Delta's Battle for Survival in the UK
Aviation in the UK is a major industry; on an average, about 235 million passengers and 2.3 million tons of freight are carried from and to the UK every year. Such a market is sure to attract big and small airlines; however, the aviation industry in the UK operates without a subsidy. Hence, all key players in the UK airline industry either operate commercially, or are part of the private sector.
Delta Airlines Inc., a US-based airliner, also operates from the UK. This number one airline in terms of passengers carried, No.1 in fleet size, and No.2 in terms of scheduled distance traveled, set up its headquarters at Heathrow, London in 1978. Delta's destinations in the UK include Aberdeen, Edinburgh, Newcastle, Manchester, London and Southampton. It also services the Shannon and Dublin airports in Ireland, and also operates flights to Glasgow, Scotland, on a code share basis with KLM.

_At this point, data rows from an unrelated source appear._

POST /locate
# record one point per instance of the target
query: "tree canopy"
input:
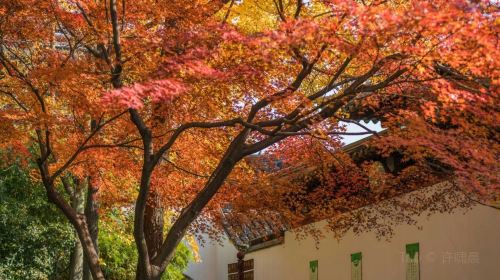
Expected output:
(173, 97)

Though Delta Airlines is one of the largest global carriers, it suffered a loss of $ 318 million in Q1 of 2011. Despite $ 318 million being a substantial loss, the loss on each share amounted only to 38 cents, as against the economist-estimated loss of 50 cents per share.

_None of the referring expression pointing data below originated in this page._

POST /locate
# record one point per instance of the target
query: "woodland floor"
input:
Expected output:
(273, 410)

This situation has arisen partly because of the rising fuel prices. Delta's fuel bill rose by 29%, or $ 483 million in Q1 of 2011. This, in turn, led the airlines to increase ticket prices to recover the full costs spent on every flight. Customers all over the world have had to contend with as many as seven price hikes in 2010. Revenue generation for the airline is further being impacted by the tension in the Middle East and Africa, winter storms in the US, and the Japanese disasters. Delta is also planning on cutting down flight routes that do not produce enough revenue.

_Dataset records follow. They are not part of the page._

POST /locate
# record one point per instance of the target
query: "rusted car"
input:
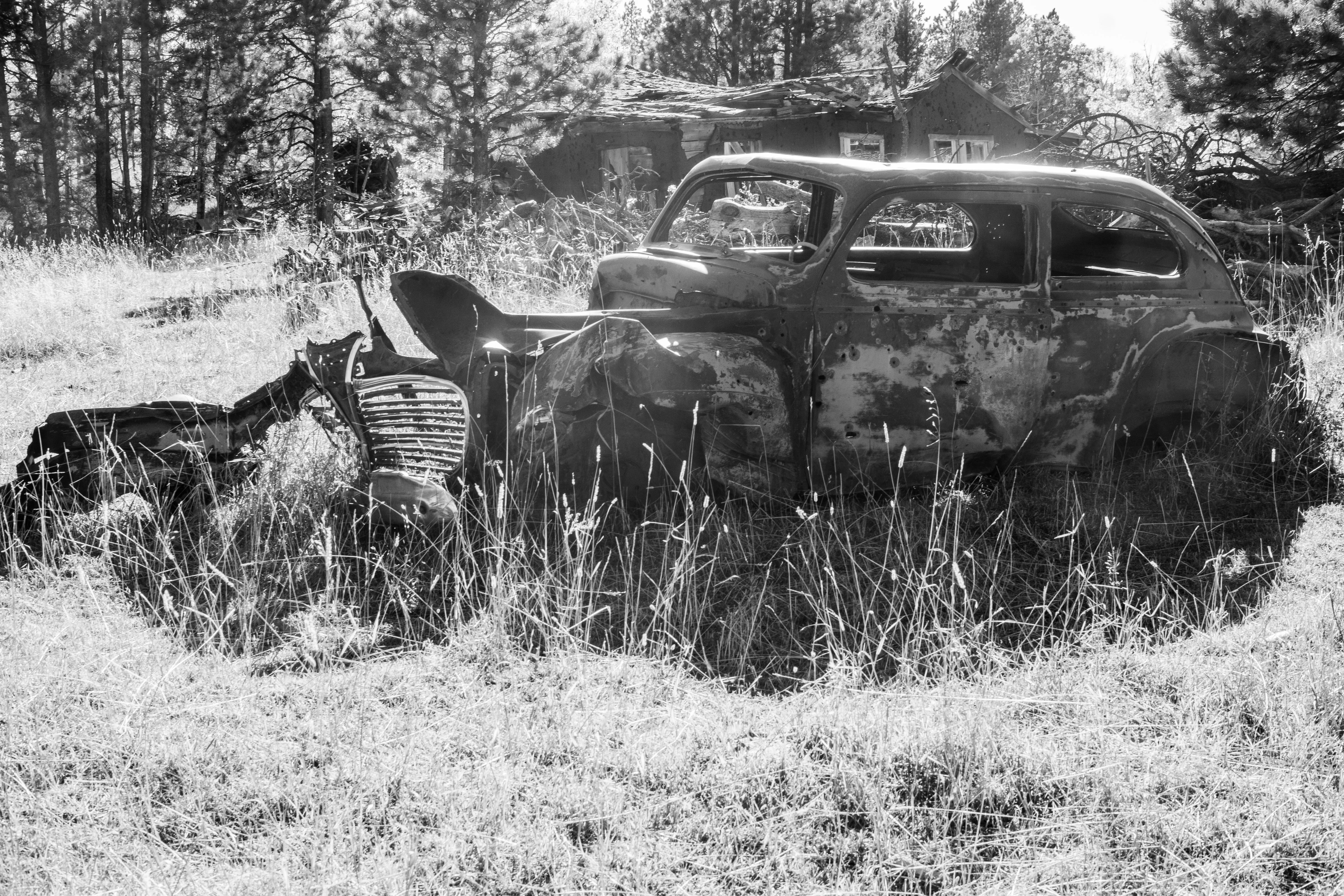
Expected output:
(794, 326)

The flip side of this price increase is that the airlines will scare price-conscious customers away.
Research has established that price is the most important deciding criterion for consumers in the UK. Competition from other airlines such as Ryanair, EasyJet, British Airways and Virgin Atlantic etc., and the railways, has turned the market into a virtual battle field, where only the fittest can survive. The success of the discount airlines, or, the "no frills" airlines, as they are called, has been a veritable blow for traditional airlines. The entry of low cost carriers in the UK market coupled with the liberalization and privatization of air transport in Europe has truly made the customer the king. A customer pays at least 70% less on air travel today, than he used to 20 years ago. Hence, the leisure sector in the UK has also become price-sensitive and discretionary.
Being high priced is one of the most important factors that might work against Delta Airlines in the UK. If Delta continues to procrastinate in regard to its high prices, it risks being ousted from the UK market by the discount airliners, which provide almost the same service, with the exception of a few frills. A price-conscious customer will have no problem forgoing a few services, in order to get the best price. Demand for air travel in the UK is projected to grow in the medium and long term. If Delta can work on its customer service, reduce its ticket prices, and work on its technology to attract more customers, it can hope to survive the uncertain future that threatens airlines in the UK.
The big question is
- In the wake of rising fuel prices, will Delta airlines be able to reduce its ticket prices to attract price conscious customers in the UK?
- Will it be able to survive the battle that rages between established airlines and the "no frills" airlines in the UK?